# Canard PC & Canardpc.com > Actualité canardpc.com > [Journal de bord] Canard PC l'émission - S02E10

## Izual

Ce soir, à 20h00, la rédaction sera en direct sur Twitch pour le S02E10 de notre émission.





https://www.twitch.tv/canardpc

----------


## Ruvon

Pour ceux qui ont raté les liens, voici les chaines Youtube recommandées par les présents à cette émission pour vous occuper en période confinée :

https://www.youtube.com/user/alfabusa

https://www.youtube.com/user/jimako123

https://www.youtube.com/user/ContraPoints

https://www.youtube.com/channel/UCtG...P4F3rgI9PldI9g

https://www.youtube.com/user/higher1983

Je vous laisse retrouver qui a conseillé quoi  ::ninja::

----------


## Vader_666

Merci Ruvon, c'est top !

----------


## Lezardo

Le replay de l’émission est dispo et c'est top, malgré le confinement de toute la rédac. J'ai passé un bon moment merci à tous.
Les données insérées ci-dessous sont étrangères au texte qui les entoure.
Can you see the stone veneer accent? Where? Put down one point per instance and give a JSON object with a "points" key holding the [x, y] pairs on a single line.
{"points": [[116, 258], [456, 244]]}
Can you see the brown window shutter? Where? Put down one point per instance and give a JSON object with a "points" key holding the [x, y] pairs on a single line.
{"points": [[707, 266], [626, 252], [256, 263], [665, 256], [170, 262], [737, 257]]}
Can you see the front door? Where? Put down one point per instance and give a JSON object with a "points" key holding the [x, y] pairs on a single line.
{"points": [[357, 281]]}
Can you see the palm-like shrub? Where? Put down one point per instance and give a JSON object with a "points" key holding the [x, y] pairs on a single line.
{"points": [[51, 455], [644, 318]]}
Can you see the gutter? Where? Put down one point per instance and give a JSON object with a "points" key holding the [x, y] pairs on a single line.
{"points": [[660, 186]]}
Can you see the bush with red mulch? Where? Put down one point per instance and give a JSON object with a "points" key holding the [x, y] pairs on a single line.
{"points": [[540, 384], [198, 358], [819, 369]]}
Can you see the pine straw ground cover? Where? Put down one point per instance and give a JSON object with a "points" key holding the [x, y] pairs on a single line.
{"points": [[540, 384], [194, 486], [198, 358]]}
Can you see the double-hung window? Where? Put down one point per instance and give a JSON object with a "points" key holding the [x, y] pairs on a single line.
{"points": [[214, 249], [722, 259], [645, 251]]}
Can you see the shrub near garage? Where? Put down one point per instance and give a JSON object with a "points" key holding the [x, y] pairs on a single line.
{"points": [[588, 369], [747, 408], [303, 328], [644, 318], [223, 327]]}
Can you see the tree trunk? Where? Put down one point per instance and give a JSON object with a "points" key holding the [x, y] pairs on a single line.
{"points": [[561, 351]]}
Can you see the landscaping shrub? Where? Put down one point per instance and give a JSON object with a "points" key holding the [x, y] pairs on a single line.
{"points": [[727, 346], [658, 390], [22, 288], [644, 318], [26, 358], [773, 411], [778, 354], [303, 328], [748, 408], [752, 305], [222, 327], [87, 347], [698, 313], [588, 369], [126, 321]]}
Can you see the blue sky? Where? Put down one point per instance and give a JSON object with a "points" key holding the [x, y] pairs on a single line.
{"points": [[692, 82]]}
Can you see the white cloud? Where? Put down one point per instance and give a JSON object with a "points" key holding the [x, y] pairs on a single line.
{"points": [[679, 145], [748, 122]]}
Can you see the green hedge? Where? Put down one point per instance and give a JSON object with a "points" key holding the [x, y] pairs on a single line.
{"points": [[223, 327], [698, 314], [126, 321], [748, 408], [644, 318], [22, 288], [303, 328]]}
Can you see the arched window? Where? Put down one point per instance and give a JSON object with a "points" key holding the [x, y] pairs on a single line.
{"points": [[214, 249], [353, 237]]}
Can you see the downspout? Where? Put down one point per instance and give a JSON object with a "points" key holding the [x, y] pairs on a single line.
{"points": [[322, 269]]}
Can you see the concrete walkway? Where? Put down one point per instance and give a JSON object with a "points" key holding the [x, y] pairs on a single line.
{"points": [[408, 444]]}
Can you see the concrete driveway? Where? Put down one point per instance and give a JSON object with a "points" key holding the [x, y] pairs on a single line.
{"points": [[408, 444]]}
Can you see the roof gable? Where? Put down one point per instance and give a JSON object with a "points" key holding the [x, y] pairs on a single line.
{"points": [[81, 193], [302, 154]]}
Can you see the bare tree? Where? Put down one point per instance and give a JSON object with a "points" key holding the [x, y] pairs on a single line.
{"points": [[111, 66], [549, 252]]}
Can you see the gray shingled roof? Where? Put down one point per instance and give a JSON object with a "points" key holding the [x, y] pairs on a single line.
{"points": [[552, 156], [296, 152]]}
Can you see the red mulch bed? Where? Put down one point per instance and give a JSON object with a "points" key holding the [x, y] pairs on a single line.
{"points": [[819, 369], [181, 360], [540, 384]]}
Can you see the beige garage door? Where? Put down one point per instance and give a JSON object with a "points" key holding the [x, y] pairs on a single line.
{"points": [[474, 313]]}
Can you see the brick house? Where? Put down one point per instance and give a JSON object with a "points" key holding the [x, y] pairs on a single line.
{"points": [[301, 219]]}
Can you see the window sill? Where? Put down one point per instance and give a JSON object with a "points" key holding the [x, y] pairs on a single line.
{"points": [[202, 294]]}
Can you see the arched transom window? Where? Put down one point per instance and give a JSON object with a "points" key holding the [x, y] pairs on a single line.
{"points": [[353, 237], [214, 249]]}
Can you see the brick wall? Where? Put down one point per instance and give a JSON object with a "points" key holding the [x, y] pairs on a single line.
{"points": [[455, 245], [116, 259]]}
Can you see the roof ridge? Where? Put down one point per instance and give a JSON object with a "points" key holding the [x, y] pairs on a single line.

Sauf Ackboo qui crache sur GTA IV  :Emo:  l'aura lumineuse qui l'entourait dans mon esprit s'est soudainement assombri.

----------


## taxalot

Quand j'ai lu que vous faisiez une émission en visio-conférence, j'ai été plus que sceptique et je n'ai pas pris la peine de regarder le direct. 

Au final, j'ai regardé le replay et j'en suis plutôt heureux. C'est sur que l'on y perd un peu, mais le tout a plutôt bien fonctionné, et ce grâce à une bonne technique, une bonne ambiance qui reste inimitable, et des bons sujets.  Merci sincèrement pour ces deux heures de détente ; nous en avons bien besoin en ce moment.

----------


## Antifolk

Hello, en cours de visionnage.

C'était quoi le test de Kahn à base de "Broaaaaah" sur 1500 caractères ?

----------


## Taï Lolo

C'était la preview d'un Moto GP : https://9gag.com/gag/a449Rvv/french-...p-13-canard-pc

----------


## Antifolk

Merci beaucoup Taï Lolo

----------


## Sonny Jim

[Du compliment]
Merci pour l'émission et pour votre boulot, cette formule bricolée à la McGyver est sobre, efficace, et super agréable à suivre...
[Une taquinerie]
... et en toute sincérité, je préfère cette formule à l'ancienne, qui faisait assez ersatz de show TV old-school.

----------


## jeanviens

Un grand merci et bravo à monsieur Chat pour la qualité technique de l'émission, c'était top !

----------


## pitmartinz

Moi j'ai juste pas compris pourquoi Sebum utilisait son sèche cheveux pendant tout le live... 
 ::ninja::

----------


## KatalinaU

Merci pour le replay. Excellente émission !

----------


## Erokh

> Moi j'ai juste pas compris pourquoi Sebum utilisait son sèche cheveux pendant tout le live...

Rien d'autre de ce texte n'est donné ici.